Unipolar depression, schizophrenia, bipolar disorder and alcohol use are among the neuropsychiatric disorders that represent 45% of the disease burden among teenagers and young adults worldwide. Unfortunately, these disorders are glaringly absent from too many health programs, researchers from the World Health Organization, Geneva, Switzerland, reported in the medical journal The Lancet.

The authors added that the main worldwide risk factors impacting on health later in life include unsafe sex, iron deficiency, lack of contraception and alcohol use.

The 10-to-24 year age group is more and more driven by conditions that cause disability instead of death. There is a growing need to concentrate resources on prevention of, and health promotion against non-communicable and non-lethal causes of illnesses in adolescence.

The authors say that their findings will pose a serious challenge to the political willingness of those in charge to invest heavily on long-term prevention programs that do not give instant results, such as levying extra taxes on tobacco products, and promoting the vaccination of adolescent girls with the HPV (human papillomavirus) vaccination.

27% of the world’s population, a total today of 1.8 billion people, are aged 10 to 24 years. The authors warn that by 2032 this population will rise to around 2 billion.

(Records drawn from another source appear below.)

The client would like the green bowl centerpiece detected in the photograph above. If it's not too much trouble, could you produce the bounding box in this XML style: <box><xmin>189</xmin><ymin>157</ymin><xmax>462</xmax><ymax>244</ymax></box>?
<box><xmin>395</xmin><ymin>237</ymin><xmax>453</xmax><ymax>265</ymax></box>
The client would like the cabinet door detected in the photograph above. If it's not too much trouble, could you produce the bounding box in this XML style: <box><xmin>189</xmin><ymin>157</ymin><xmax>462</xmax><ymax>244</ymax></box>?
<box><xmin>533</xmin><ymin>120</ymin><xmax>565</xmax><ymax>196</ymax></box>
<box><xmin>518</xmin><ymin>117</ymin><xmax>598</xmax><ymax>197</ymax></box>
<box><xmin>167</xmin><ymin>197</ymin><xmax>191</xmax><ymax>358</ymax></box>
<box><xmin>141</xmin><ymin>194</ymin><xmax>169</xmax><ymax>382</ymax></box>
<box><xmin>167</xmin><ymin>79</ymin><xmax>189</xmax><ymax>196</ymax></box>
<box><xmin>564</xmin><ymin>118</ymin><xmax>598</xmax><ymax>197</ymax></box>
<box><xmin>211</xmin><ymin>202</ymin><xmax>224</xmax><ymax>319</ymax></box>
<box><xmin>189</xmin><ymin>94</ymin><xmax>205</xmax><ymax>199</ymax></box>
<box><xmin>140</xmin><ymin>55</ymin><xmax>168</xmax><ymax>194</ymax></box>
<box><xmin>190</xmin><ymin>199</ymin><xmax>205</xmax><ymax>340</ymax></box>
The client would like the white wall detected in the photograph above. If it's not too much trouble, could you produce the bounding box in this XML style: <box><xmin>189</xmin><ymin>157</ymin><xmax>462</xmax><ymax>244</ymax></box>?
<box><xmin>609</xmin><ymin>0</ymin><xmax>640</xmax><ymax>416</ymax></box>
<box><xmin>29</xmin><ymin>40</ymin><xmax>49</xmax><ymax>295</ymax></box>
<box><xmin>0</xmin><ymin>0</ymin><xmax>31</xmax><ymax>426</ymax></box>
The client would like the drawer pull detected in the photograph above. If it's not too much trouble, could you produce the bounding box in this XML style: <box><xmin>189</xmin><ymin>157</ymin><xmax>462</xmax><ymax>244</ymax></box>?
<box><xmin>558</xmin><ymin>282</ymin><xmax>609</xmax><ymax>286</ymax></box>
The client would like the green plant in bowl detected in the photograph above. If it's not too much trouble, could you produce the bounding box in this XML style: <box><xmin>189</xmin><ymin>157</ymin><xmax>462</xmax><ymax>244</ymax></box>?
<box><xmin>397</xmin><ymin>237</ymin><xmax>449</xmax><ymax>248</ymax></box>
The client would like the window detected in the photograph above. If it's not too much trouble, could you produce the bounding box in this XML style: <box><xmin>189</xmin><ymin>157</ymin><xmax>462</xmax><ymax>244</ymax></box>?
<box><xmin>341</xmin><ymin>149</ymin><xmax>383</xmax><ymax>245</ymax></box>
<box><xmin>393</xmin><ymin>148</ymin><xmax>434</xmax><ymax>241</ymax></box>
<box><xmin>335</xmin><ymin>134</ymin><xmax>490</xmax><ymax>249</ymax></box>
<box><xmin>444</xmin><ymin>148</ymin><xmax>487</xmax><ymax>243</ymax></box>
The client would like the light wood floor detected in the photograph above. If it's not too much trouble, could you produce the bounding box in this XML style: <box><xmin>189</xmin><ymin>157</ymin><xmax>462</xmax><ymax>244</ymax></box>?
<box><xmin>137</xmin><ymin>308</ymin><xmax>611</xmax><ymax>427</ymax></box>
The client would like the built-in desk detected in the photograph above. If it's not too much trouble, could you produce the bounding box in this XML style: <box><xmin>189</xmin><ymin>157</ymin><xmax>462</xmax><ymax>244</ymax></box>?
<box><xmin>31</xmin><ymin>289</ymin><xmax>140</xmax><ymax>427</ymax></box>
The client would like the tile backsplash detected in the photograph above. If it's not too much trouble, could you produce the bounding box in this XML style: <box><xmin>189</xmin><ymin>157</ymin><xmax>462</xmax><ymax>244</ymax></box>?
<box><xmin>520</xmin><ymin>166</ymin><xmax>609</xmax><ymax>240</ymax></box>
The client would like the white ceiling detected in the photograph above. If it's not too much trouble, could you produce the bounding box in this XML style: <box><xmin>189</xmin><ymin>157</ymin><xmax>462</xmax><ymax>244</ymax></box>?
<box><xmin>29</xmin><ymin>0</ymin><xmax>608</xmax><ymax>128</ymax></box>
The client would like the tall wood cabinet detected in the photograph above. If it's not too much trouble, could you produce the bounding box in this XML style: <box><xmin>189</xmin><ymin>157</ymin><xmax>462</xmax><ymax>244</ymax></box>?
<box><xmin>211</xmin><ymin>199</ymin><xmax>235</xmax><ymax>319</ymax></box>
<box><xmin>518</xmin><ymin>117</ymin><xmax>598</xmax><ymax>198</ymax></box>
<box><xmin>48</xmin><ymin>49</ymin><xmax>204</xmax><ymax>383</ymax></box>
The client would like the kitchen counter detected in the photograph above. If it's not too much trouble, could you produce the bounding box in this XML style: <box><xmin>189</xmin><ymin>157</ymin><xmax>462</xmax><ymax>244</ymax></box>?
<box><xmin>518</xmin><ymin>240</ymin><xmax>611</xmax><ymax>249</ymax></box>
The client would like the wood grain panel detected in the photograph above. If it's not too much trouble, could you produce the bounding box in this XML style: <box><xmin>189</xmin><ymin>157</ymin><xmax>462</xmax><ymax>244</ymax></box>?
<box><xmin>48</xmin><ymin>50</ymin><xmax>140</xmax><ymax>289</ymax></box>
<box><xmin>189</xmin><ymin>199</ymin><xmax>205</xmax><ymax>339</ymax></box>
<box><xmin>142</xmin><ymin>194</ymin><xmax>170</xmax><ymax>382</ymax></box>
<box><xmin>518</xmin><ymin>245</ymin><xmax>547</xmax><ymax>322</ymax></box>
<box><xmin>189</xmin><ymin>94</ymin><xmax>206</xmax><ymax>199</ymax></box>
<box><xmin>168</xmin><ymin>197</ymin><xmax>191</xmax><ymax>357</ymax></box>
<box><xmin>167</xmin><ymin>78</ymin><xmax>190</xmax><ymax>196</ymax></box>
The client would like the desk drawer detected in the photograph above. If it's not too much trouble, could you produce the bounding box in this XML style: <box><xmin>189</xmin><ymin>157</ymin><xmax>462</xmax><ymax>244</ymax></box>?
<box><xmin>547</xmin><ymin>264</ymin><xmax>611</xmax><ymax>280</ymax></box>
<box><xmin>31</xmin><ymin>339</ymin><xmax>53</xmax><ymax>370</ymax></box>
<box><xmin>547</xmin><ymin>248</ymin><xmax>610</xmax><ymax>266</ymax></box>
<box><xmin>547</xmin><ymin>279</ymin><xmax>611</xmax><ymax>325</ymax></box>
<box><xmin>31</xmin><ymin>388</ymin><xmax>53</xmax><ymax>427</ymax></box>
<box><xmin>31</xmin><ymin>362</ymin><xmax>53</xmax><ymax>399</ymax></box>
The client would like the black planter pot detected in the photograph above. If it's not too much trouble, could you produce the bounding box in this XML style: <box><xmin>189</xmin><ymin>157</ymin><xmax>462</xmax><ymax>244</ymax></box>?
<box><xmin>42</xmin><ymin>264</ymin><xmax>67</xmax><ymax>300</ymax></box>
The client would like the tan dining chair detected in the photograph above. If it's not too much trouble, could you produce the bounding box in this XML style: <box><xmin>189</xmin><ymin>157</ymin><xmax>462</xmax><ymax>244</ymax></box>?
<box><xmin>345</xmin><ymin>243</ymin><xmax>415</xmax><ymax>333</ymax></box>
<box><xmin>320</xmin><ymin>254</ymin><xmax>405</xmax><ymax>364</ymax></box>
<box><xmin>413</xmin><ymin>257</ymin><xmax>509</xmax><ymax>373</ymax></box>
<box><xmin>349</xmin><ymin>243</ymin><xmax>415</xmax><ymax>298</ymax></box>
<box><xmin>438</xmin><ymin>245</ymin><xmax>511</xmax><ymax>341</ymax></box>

Risk factors for disease can emerge later in life from behaviors and other factors during adolescence and early adulthood, even though these years are generally seen as healthy ones for most humans. Not enough is being done to protect them from injury and subsequent diseases.

Most reports on young people have generally focused on global patterns of death, rather than risk factors that start during one’s teenage years and can have an impact on future disability risk.

Fiona Gore and team gathered data from the 2004 Global Burden of Disease to work out the cause-specific DALSYS (disability-adjusted life-years) for those aged 10-24 years. They wanted to specify what major worldwide and regional risk factors for the burden of disease might be. DALYs are a “combined measure of Years of Life Lost due to premature deaths (YLLs) and Years Lost due to Disability (YLDs), with one DALY representing the loss of the equivalent of 1 year of full health.”

They estimated that the total DALYs for the global 10-24 year aged group were approximately 236 million – about 15.5% of DALYs for all age groups. Africa’s rate of DALYs is 2.5 times higher than industrialized nations’. The disease burden on girls globally is 12% higher than for boys 15-19 years of age.

The three major causes of global disability for adolescent and young adult males and females:

  • 45% – neuropsychiatric disorders, including alcohol use, unipolar major depression, schizophrenia and bipolar
  • 12% – unintentional injuries
  • 10% – infectious and parasitic diseases

The major risk factors worldwide for future disability in all age groups are:

  • Unsafe sex
  • Underweight
  • Untreated water
  • Lack of sanitation and hygiene
  • Alcohol use

The main risk factors worldwide for future disability during adolescence are:

  • Lack of contraception
  • Unsafe sex
  • Iron deficiency
  • Alcohol use

The researchers wrote:

“The disease burden arising in early adolescence from major risk factors is low. However, rates rise sharply in late adolescence and early adulthood for both alcohol use and unsafe sex. For other risk factors that commonly start in adolescence such as tobacco use, low physical activity, high blood pressure, and overweight and obesity, their contribution to disease becomes apparent only in mid-to-late adulthood.

(conclusion) Our risk factor data suggest that preventive strategies should adopt a life-course approach whereby the focus on the adolescent and young-adult years is prominent.”

John S Santelli and Sandro Galea from Columbia University, New York, USA wrote:

“Health promotion and efforts for disease prevention in young people aged 10-24 years should recognise both the burden of disease in this age group and the influence of risk behaviours on health in later life. Interventions should address the behaviours and social conditions that have both short-term and long-term health consequences.

Interventions that increase resilience-eg, efforts for increasing the connections of adolescents to communities, schools, and families-are crucial for health promotion in young people. Furthermore, targeted public health interventions, including enforcement of seatbelt laws, redesign of cars, implementation of tobacco taxes, and distribution of condoms, are essential for reducing morbidity and mortality.”